The winner of the scavenger hunt, and thereby the one who got first pick of the homemade dumpster-diving patches given out as prizes, was Gabriel-the-Bike-Finder, who came in with a 10-speed strapped to his back. It wasn’t the most unusual, but in a group of bikers, it was the best.
After all the patches were handed out and all the event responsibilities over, Syd sat on a low wall talking with friends and participants about some of the things she has found over the years. “People are surprised when they walk into my apartment. It’s like something out of design catalog. But everything in it I’ve found, including everything in the fridge.”

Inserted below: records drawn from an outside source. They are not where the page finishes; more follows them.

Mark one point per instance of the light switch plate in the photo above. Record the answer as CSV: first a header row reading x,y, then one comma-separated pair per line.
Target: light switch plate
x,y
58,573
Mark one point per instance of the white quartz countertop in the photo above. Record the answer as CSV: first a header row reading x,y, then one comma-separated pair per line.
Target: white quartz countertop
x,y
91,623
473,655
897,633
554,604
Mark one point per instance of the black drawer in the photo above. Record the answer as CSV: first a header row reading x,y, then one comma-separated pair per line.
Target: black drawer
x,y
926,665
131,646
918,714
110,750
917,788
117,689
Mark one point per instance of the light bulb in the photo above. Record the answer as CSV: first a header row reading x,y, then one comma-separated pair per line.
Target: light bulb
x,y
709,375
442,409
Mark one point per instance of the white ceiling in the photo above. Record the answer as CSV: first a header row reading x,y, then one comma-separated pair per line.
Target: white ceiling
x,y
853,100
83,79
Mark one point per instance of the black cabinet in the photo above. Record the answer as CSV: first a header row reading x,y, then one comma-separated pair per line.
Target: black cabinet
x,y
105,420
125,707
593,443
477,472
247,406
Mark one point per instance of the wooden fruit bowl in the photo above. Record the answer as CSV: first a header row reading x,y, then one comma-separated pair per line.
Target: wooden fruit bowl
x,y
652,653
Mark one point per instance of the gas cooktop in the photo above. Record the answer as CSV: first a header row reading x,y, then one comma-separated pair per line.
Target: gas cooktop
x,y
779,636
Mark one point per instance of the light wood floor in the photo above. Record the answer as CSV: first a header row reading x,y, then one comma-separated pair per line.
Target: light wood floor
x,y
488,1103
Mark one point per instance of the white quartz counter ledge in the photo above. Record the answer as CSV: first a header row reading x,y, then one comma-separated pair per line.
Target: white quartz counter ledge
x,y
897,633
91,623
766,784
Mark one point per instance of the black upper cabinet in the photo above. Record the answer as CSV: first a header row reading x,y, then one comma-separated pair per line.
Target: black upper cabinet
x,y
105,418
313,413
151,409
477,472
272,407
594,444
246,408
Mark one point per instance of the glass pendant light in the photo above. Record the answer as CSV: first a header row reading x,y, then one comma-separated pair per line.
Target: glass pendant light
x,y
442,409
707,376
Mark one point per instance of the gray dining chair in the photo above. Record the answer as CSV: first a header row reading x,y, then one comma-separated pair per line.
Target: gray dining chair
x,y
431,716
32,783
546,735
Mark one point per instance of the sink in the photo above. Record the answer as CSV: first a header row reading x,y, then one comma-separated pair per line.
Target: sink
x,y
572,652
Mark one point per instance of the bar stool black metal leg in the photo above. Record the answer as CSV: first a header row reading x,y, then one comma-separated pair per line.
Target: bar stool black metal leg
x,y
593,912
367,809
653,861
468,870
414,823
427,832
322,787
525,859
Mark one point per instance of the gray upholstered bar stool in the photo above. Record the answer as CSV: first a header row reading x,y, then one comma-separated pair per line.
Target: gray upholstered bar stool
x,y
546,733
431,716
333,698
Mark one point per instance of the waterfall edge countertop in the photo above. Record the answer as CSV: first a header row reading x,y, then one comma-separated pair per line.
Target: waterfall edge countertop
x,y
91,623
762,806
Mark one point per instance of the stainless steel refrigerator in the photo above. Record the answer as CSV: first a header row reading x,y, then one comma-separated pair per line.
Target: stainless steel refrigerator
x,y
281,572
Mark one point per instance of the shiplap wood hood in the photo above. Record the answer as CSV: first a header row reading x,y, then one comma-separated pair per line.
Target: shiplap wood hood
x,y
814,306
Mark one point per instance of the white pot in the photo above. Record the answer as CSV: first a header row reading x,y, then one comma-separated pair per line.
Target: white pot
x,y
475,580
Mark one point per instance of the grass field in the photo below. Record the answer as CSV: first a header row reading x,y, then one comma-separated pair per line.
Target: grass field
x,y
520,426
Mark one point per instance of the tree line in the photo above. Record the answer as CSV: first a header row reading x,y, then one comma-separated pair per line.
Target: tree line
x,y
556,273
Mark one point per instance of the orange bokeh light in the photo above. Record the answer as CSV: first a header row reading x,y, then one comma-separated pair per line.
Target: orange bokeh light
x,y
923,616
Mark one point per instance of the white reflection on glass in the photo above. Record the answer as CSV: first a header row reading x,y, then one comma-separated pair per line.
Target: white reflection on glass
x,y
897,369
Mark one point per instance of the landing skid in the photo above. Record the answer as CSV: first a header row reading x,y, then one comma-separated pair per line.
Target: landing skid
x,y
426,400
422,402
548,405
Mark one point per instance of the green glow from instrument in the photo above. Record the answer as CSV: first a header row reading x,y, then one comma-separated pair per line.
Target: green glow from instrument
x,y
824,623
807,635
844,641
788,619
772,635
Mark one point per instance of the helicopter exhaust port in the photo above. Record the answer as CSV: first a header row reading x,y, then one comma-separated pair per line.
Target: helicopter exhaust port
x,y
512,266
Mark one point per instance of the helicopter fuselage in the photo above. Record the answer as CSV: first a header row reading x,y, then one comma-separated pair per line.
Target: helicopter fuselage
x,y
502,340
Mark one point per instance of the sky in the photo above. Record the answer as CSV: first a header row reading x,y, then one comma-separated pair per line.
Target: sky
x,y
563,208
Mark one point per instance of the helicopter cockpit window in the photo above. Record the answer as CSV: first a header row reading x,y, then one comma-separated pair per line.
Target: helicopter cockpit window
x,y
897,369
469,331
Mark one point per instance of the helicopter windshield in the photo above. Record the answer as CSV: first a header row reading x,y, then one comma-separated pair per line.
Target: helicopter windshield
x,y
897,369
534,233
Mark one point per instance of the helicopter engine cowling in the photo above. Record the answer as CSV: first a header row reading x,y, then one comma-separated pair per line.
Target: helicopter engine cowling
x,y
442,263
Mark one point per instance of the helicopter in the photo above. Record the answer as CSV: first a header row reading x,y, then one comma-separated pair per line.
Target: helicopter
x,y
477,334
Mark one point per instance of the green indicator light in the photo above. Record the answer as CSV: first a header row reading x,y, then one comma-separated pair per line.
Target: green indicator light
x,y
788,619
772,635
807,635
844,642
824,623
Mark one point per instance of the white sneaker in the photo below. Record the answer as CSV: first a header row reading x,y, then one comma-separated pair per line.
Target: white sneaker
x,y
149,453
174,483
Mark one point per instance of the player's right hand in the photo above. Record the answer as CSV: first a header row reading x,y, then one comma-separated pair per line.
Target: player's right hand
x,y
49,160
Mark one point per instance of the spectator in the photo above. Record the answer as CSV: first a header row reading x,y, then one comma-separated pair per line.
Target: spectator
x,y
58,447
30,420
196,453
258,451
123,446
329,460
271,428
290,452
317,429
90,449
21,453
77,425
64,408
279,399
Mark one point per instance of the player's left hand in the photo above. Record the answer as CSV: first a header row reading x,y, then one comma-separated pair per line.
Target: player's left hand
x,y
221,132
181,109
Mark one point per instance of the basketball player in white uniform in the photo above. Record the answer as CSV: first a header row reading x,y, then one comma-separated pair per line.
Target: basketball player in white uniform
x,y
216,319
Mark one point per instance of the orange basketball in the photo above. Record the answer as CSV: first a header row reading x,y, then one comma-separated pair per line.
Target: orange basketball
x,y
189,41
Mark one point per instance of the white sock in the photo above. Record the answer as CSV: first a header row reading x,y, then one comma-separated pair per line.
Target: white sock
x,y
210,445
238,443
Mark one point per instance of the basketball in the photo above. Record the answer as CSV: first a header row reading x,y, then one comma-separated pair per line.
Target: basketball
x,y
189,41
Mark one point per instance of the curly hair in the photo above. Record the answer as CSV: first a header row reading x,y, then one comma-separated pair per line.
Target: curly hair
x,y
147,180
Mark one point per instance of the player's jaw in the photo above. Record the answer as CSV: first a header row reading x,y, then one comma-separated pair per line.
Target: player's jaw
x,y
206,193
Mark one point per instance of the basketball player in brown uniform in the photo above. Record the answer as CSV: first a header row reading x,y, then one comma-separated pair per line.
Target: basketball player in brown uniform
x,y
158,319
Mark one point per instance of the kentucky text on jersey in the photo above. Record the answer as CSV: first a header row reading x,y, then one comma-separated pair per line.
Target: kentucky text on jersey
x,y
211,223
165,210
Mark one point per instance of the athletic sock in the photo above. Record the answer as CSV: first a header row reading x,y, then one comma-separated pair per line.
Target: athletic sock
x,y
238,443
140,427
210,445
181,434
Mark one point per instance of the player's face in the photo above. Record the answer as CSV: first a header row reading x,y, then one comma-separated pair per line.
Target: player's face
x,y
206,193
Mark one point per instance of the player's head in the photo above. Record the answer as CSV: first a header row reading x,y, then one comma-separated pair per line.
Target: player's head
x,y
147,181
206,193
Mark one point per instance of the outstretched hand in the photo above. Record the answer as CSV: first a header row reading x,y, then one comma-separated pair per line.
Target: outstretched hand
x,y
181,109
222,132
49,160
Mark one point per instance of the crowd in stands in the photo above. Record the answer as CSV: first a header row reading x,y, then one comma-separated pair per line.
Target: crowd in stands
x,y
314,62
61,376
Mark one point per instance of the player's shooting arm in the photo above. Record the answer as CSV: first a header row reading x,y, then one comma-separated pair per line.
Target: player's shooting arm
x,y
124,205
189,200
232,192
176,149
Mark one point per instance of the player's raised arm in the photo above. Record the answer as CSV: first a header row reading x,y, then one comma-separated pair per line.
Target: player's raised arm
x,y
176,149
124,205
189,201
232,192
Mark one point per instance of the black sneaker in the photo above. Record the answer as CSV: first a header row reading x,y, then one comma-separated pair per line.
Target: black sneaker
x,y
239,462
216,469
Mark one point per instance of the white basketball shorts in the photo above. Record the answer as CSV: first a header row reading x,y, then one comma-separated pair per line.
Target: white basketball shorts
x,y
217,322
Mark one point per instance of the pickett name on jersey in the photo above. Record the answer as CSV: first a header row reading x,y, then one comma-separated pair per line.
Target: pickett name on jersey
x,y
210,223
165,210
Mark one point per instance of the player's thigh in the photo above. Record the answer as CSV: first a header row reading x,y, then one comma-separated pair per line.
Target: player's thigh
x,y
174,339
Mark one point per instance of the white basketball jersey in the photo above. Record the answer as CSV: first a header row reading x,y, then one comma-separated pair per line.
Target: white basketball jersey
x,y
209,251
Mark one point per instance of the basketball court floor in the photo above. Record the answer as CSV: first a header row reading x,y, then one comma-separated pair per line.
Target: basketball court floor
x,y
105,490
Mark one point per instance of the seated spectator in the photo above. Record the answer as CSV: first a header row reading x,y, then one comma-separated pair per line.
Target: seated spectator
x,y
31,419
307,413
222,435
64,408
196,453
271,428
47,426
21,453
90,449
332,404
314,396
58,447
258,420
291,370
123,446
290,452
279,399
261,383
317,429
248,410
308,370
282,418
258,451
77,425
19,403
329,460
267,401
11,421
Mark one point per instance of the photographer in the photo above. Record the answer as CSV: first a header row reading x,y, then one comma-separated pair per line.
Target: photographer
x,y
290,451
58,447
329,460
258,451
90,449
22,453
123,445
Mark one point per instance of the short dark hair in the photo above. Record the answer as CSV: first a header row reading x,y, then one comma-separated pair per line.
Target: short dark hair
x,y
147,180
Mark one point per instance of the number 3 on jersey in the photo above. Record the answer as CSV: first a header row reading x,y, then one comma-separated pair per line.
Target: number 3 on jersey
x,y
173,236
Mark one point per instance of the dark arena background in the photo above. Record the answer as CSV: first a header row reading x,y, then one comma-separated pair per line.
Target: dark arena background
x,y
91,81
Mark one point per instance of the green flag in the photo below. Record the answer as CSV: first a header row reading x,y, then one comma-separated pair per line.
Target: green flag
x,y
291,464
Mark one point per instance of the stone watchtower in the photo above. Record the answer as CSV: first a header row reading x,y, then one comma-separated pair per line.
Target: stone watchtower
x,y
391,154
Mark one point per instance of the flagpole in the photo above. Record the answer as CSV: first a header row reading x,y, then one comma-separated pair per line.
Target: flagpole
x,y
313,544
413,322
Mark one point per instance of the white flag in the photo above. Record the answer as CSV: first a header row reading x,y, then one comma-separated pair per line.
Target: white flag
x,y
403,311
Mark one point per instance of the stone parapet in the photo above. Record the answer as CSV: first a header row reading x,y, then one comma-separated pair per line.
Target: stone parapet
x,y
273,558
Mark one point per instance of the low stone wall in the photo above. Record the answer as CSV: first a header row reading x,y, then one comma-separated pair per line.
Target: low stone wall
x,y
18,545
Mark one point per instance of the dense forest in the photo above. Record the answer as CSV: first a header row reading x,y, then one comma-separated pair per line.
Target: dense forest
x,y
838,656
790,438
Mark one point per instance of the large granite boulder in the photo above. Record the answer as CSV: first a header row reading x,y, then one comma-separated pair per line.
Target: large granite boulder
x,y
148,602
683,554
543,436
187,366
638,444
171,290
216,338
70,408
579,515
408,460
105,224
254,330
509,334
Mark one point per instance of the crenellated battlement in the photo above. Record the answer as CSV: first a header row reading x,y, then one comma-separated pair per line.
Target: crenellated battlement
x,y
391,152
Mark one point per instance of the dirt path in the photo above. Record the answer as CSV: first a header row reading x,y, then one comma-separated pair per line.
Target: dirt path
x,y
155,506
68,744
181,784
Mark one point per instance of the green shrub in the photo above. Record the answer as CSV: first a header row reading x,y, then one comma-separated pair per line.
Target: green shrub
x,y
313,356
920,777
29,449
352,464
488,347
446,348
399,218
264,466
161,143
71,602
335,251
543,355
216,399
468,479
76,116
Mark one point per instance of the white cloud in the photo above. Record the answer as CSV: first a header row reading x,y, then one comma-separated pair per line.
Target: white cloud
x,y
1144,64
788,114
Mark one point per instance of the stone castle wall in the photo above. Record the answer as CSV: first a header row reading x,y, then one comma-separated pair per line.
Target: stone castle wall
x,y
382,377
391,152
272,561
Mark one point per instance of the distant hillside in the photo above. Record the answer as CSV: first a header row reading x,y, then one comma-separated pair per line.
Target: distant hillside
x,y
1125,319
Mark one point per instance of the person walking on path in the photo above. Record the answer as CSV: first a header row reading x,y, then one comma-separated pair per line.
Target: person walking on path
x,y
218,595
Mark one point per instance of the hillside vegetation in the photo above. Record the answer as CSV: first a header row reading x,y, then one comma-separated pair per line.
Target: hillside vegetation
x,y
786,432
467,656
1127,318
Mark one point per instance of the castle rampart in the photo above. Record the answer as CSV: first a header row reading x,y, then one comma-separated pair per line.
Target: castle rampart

She says her obsession with the trash isn’t all about getting something for nothing, though the hunt does allow her to work only sporadically during the summer and not at all when she’s in school and can live off her finds and financial aid. “It’s also partly political,” she explained. “I think it’s so unethical to buy new clothes. Just about everything I own I’ve found, except for a few things that I needed for specific occasions, then I shopped at a thrift store. Oh, and underwear. I buy my underwear new, but I make sure it’s not made in a sweatshop somewhere.”
Soon her attention was interrupted by the trash again.
“Is someone throwing those clamps away?” she said as she leapt off the wall and bounded to a garbage can containing two old, four-foot-long metal clamps. “Cool.”
“What are you gonna do with those?” one of the newbies asked, thinking that if anything was trash, these things were.
“You can build stuff,” she replied, a bit surprised by the question.
“Like what?”
“Stuff. You know, I can build stuff. Like, I can put wood in there and if I need to glue it I can clamp it, to hold it in place and, and...” It was clear she wasn’t exactly sure what she would do with them, but she saw the possibilities and repeated loudly, “You know — I can build stuff!”